Controversy continues to surround the optimal time for women to get their initial screening mammogram, Diagnostic mammograms (unlike screening mammograms) can be started at any age since they are used to “diagnose” palpable masses (lumps) or other abnormal masses or lesions discovered on exam. But true screening mammograms (in the absence of a visible or noticeable lump) continue to pose a particular dilemma.
The United States Preventive Task Force (USPTS) recommends starting screening mammograms at age 50 while the American Cancer Society and some other organizations still recommend starting annual screening mammograms at age 45.
As a layperson, you might think the sooner the better, but, in fact, early screening mammograms may reveal lesions that, after further investigations (up to and including biopsy), are found to be false positives.
A false positive is when the screening mammogram shows an abnormal area that looks like a cancer but turns out to be normal. False positive test results are troublesome because of the added worry to the patient and the unnecessary costs. According to the USPTF, screenings that are done earlier than age 50 only result in rampant over diagnosis, which may be from 14.7 to 25 percent of all screen-detected lesions.
Organizations such as the American Cancer Society that earlier annual screening mammograms, contend that earlier diagnosis does justify earlier screening, and that women should have the right to request screening mammograms as early as 40.
Earlier diagnosis increases survival
Despite false positives (and the additional worry, side effects and cost of additional tests), earlier diagnoses do increase survival for certain women with certain types of breast cancers, but not all. The goal of screening, of course, is to save lives. The theory is that the earlier the diagnosis, the earlier the stage and the better the treatment options and survival.
Unfortunately, other factors such as insurance status further complicates the issue of outcomes. Women with private insurance demonstrate significantly higher five year survival rates than women who are either uninsured or have Medicaid. Those issues mostly revolve around social determinants related to poverty, low education and low social status.
Further complicating the question and the outcomes is the fact that breast cancer occurs in a host of variants related to cell type, hormone sensitivity and other traits associated with their genetic map.
Genomics is bringing hope
Genetic mapping of breast cancers (genomics) has proven to be a boon to scientists and oncologists. Formerly, most breast cancers were treated in a similar way (with variations of surgical resection, radiation and chemotherapy, depending on the type of cancer). With genomics, it has become possible to identify breast tumors that only require tumorectomy and no other complimentary therapies.

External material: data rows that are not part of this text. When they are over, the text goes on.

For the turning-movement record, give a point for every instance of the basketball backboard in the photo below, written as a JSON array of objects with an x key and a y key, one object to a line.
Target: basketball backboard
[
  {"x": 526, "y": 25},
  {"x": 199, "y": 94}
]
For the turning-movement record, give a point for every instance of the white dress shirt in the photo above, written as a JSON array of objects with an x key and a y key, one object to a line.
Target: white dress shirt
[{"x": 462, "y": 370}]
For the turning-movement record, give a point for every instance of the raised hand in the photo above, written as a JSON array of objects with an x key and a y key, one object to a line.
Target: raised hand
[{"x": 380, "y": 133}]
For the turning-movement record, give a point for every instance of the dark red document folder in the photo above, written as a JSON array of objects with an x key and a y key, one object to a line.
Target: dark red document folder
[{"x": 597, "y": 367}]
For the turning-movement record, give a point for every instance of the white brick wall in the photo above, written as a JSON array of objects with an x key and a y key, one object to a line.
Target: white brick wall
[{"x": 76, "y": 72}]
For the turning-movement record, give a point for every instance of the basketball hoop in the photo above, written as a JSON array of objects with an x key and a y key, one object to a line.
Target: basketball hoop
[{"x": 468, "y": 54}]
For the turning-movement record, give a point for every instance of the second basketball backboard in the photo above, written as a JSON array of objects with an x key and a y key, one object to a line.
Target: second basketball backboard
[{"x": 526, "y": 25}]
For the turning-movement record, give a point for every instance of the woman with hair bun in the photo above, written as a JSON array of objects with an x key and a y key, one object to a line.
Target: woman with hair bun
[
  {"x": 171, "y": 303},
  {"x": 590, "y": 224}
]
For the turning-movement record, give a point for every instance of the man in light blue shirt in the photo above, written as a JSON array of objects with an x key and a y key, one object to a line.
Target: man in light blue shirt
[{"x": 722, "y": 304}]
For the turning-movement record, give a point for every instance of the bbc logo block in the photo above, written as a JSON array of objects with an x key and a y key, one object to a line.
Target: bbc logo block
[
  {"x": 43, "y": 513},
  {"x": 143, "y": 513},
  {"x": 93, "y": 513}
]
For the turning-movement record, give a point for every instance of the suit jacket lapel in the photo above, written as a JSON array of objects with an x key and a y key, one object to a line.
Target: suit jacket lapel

Results for such tumors remain excellent and spare women from needless expense and side effects. Genomics also helps identify tumors which will respond better to specific chemotherapy, which can be tailored more specifically to the type of tumor. Some tumors do not represent a clinical threat at all and can be safely observed.
While breast cancer survival has improved over time, it remains a deadly foe, killing 40,000 U.S. women a year. Sadly, it can also sometimes recur 10, 15 or 20 years after an apparent cure, a demoralizing fact for patients and doctors alike.
Screening, treatment and prognostic indicators do, however, continue to evolve. We now have breast CAT scans, 3-dimineitional mammography, stereotactic biopsies and genomics. But while scientific progress will surely to occur, we must also address the social determinants of poverty, poor education and low social status that have proven just as tenacious as breast cancer itself and just as deadly.
Whatever age you and your doctor decide to start screening, be sure and get your mammogram.